A groan came from near the sergeant’s feet. He glanced down then looked back at me and mouthed his words almost without a sound.

‘Had it coming,’ he said.

The inspector rose, clambering up with both hands clutching the edge of the counter. He worked his jaw to one side and then the other. It gave a couple of blood-curdling clicks but came to rest somewhere near the middle. Now it was time for me to be brave.

‘I won’t make any formal complaints about my treatment this afternoon,’ I said, ‘if you agree to call that quits.’

‘Get out and don’t come back,’ the inspector said. ‘If I see you again or hear your name…’ Then he turned on his heel and disappeared once more into the back regions. Stumbling a little, for this day’s alarums were mounting up by now, I allowed Alec to usher me out onto the street.

Hugh was sitting bolt upright in the driving seat of his Rolls, staring straight ahead, looking like a chauffeur, but it was what I saw in the back seat that finally, after all that I had been through, brought tears to my eyes.

‘I brought your dog, Dandy,’ said Hugh. ‘Thought you might like its company on the way home.’

‘Oh Hugh!’ I said. ‘Oh Bunty!
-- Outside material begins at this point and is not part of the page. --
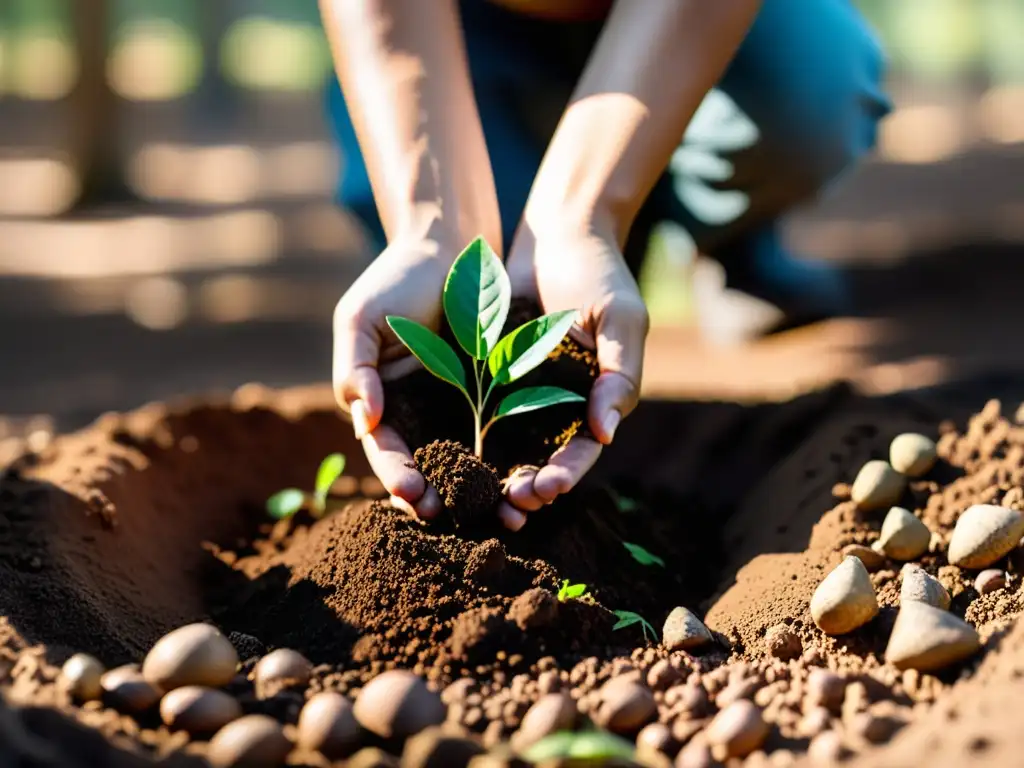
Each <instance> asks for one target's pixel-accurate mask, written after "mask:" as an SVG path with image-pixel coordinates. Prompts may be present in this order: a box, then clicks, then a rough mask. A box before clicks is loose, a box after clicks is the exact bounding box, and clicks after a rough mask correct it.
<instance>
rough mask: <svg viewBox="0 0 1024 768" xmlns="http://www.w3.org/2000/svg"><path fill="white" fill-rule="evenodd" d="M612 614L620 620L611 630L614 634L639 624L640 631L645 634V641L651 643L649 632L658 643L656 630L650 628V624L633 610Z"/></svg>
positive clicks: (617, 611)
mask: <svg viewBox="0 0 1024 768" xmlns="http://www.w3.org/2000/svg"><path fill="white" fill-rule="evenodd" d="M611 612H612V613H614V614H615V616H616V617H617V618H618V622H617V623H615V626H614V627H612V628H611V631H612V632H614V631H616V630H625V629H626V628H627V627H632V626H633V625H634V624H639V625H640V629H641V631H642V632H643V639H644V640H647V641H648V642H649V638H648V637H647V632H648V631H649V632H650V634H651V636H652V637H653V638H654V640H655V642H656V641H657V632H655V631H654V628H653V627H651V626H650V623H649V622H648V621H647V620H646V618H644V617H643V616H642V615H640V614H639V613H634V612H633V611H632V610H613V611H611Z"/></svg>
Oh!’

‘You tuck up in the back and Osborne can keep me company in the front here,’ Hugh said. ‘You came on the train, didn’t you, old man?’
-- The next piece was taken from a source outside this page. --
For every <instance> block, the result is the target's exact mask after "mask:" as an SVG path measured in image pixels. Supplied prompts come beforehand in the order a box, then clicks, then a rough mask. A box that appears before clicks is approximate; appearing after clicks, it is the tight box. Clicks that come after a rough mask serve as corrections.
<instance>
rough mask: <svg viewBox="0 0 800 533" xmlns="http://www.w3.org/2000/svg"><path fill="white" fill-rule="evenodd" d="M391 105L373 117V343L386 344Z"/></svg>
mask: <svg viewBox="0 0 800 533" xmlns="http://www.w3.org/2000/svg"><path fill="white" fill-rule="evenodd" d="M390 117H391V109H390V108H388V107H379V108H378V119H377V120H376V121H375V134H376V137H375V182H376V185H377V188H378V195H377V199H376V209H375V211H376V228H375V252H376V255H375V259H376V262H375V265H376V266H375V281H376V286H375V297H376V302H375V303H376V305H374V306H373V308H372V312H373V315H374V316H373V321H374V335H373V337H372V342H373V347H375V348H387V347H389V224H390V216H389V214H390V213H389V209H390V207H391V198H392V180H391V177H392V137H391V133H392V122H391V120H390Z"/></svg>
I climbed in and put my arms around Bunty’s neck, letting my tears fall on her and not even trying to stop the howling sobs that holding her wrenched out of me. Bunty started howling too; she is always a very gratifying companion to misery.

By the time we had cleared the suburbs of the town, though, I was feeling rather better and I sat forward and slid open the little window.

‘Alec?’ I said. ‘I want to talk to you about a very strange hint I got from Smellie. Hugh, can you pull over and let Alec nip in the back, please?’

‘No,’ said Hugh. ‘Not tonight. You are going to rest and think pleasant thoughts after your ordeal, Dandy. And, besides, I believe I need Osborne to take over the wheel. It might be staved, but I don’t think so – I think that policeman’s jaw broke my finger for me.’